In dieser Form ist Lippe bis zum Ende des Krieges 1945 regiert worden. Die seit dem 01.04.1932 vollzogene Vereinigung von Landespräsidium und Regierung zu einer Behörde, bei der es keine besondere Registratur und eigene Aktenführung beim Landespräsidenten mehr gab, ist zwar grundsätzlich nicht rückgängig gemacht worden, doch bildete sich zweifellos aus politischen Gründen ein eigenes Büro des Staatsministers Riecke bzw. des stellvertretenden Regierungschefs Kreisleiter Wedderwille, das sich in räumlichem Zusammenhang mit der Kreisleitung Lippe der NSDAP im Regierungsgebäude befand. Dienstzimmer des Stellvertreters des Staatsministers war das letzte Präsidentenzimmer.
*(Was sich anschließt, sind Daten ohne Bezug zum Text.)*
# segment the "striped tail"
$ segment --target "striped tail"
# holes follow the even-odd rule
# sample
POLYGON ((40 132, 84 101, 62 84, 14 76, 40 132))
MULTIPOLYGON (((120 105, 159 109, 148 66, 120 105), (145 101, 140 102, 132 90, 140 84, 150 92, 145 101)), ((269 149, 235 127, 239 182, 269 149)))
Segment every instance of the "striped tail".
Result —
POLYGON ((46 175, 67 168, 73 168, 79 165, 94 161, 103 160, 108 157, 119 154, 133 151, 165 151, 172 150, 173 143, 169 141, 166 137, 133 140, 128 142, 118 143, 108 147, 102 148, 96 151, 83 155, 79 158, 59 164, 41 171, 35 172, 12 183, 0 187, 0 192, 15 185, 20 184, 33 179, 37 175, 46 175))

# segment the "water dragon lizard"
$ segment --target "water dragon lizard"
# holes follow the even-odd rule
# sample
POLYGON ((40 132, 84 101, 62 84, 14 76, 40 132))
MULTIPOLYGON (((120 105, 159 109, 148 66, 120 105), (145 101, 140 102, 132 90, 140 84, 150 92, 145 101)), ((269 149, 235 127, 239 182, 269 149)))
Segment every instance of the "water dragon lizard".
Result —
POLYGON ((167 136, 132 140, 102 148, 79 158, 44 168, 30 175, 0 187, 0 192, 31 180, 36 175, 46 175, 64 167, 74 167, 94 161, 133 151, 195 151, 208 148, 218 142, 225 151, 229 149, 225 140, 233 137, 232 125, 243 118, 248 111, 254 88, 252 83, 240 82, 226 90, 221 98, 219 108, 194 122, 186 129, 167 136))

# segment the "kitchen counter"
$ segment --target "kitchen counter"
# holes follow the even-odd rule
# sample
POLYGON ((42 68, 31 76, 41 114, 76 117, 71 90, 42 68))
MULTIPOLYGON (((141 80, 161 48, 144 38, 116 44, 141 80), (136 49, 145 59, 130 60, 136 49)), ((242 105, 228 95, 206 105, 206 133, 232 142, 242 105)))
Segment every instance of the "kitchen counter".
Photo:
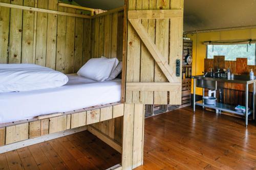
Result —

Nach dem erhaltenen Geschäftsverteilungsplan handelte es sich bei dem Büro um einen in sich organisierten Geschäftsbereich mit eigenem Personal und eigenen Laufzeichen L 1 - L 5, wobei der Buchstabe L wohl vom Wort "Landespräsidium" abgeleitet worden sein dürfte. Zur Zeit des Staatsministers Riecke (1933-36) galt folgende Ordnung:
L 1 Staatsminister, Leiter der Geschäfte der Landesregierung
L 2 Stellvertreter des Staatsministers in allen Zuständigkeiten
L 3 Adjutant des Staatsministers
L 4 Regierungsinspektor, 1. Bürobeamter, Posteingangsstelle
L 5 Regierungsassistent, Büro

Das ging über die Führung von Handakten neben der Dienstregistratur hinaus, wenn auch wohl Durchschläge aus dem Büro z. T. in die Geschäftsregistraturen gegeben worden sind.
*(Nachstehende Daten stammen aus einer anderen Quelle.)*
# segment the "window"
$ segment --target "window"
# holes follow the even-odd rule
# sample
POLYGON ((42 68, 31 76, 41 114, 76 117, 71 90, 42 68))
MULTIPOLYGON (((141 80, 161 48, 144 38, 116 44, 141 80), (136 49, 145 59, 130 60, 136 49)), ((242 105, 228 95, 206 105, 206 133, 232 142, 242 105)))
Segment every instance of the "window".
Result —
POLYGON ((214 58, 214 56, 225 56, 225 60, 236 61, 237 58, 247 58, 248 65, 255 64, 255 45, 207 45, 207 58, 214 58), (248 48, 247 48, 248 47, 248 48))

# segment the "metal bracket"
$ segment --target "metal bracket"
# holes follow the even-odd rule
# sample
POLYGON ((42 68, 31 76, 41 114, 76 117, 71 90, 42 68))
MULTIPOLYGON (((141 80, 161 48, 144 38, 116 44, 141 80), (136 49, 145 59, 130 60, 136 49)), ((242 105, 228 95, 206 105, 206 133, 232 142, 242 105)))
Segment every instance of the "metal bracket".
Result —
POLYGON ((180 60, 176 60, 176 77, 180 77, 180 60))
Nach dem Zusammenbruch wurden die im Büro vorgefundenen Akten von der Regierung in 77 Nummern verzeichnet und auf die Abteilungen Ia, Ib, IIa, IIIa, Pers., Pol., B 5, Fo1 und Gewerbe-A. aufgeteilt, wobei im Verzeichnis die Zuteilung vermerkt wurde. Tatsächlich haben jedoch die Abteilungen und Dezernate nur zum Teil die ihnen zugedachten Akten übernommen. Soweit aus dem folgenden Verzeichnis nichts anderes hervorgeht, ist die Registratur des Büros in ihrer Zusammensetzung geblieben und nunmehr unter der Bezeichnung L 80 L Büro des Staatsministers aufgestellt worden.

Detmold, 21.02.1962

Kittel

Der Bestand ist offenbar im Jahre 1987 von dem damaligen Referendar Dr. Franke bereits einmal bearbeitet worden, der zahlreiche Druckschriften entnommen und dem Bestand D 84 zugeführt hat. - Im Zuge der Neuverzeichnung der Akten der Lippischen Regierung erhielt der Bestand die neue Bezeichnung L 80.03 und neue, nunmehr endgültige lfd. Nummern sowie eine Gliederung.